Miss Montague Uses Her Own Face
Work on the piece dragged slowly to an end. In these latter days the earnest
young leading man suffered spells of concern for his employer. He was afraid
that Mr. Baird in his effort to struggle out of the slough of low comedy was not
going to be wholly successful. He had begun to note that the actors employed for
this purpose were not invariably serious even when the cameras turned. Or, if
serious, they seemed perhaps from the earnestness of their striving for the
worth-while drama, to be a shade too serious. They were often, he felt, over-
emphatic in their methods. Still, they were, he was certain, good actors. One
could always tell what they meant.
It was at these times that he especially wished he might be allowed to view the
"rushes." He not only wished to assure himself for Baird's sake that the piece
would be acceptably serious, but he wished, with a quite seemly curiosity, to view
his own acting on the screen. It occurred to him that he had been acting a long
time without a glimpse of himself. But Baird had been singularly firm in this
matter, and the Montague girl had sided with him. It was best, they said, for a
beginning actor not to see himself at first. It might affect his method before this
had crystallized; make them self-conscious, artificial.
He was obliged to believe that these well-wishers of his knew best. He must not,
then, trifle with a screen success that seemed assured. He tried to be content
with this decision. But always the misgivings would return. He would not be really
content until he had watched his own triumph. Soon this would be so securely his
privilege that not even Baird could deny it, for the first piece in which he had
worked was about to be shown.
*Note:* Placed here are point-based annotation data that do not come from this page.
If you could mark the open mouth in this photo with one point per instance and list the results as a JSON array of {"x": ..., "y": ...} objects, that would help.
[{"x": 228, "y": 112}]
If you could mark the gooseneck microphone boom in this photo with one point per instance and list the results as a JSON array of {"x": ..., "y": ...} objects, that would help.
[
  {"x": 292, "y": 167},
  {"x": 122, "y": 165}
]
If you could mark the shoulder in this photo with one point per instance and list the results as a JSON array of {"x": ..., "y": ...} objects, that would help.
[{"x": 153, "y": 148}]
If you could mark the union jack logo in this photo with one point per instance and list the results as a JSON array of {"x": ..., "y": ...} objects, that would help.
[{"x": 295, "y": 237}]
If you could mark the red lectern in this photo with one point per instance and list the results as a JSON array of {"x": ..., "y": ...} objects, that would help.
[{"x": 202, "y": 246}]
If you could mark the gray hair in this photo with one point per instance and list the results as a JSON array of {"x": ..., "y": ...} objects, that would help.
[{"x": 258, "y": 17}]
He looked forward to that.
It was toward the end of the picture that his intimacy with the Montague girl grew
to a point where, returning from location to the studio late, they would dine
together. "Hurry and get ungreased, Son," she would say, "and you can take an
actress out to dinner." Sometimes they would patronize the cafeteria on the lot,
but oftener, in a spirit of adventure, they would search out exotic restaurants. A
picture might follow, after which by street-car he would escort her to the
Montague home in a remote, flat region of palm-lined avenues sparsely set with
new bungalows.
She would disquiet him at these times by insisting that she pay her share of the
expense, and she proved to have no mean talent for petty finance, for she
remembered every item down to the street-car fares. Even to Merton Gill she
seemed very much a child once she stepped from the domain of her trade. She
would stare into shop windows wonderingly, and never failed to evince the most
childish delight when they ventured to dine at an establishment other than a
cafeteria.
At times when they waited for a car after these dissipations he suffered a not
unpleasant alarm at sight of a large-worded advertisement along the back of a
bench on which they would sit. "You furnish the Girl, We furnish the House,"
screamed the bench to him above the name of an enterprising tradesman that
came in time to bite itself deeply into his memory.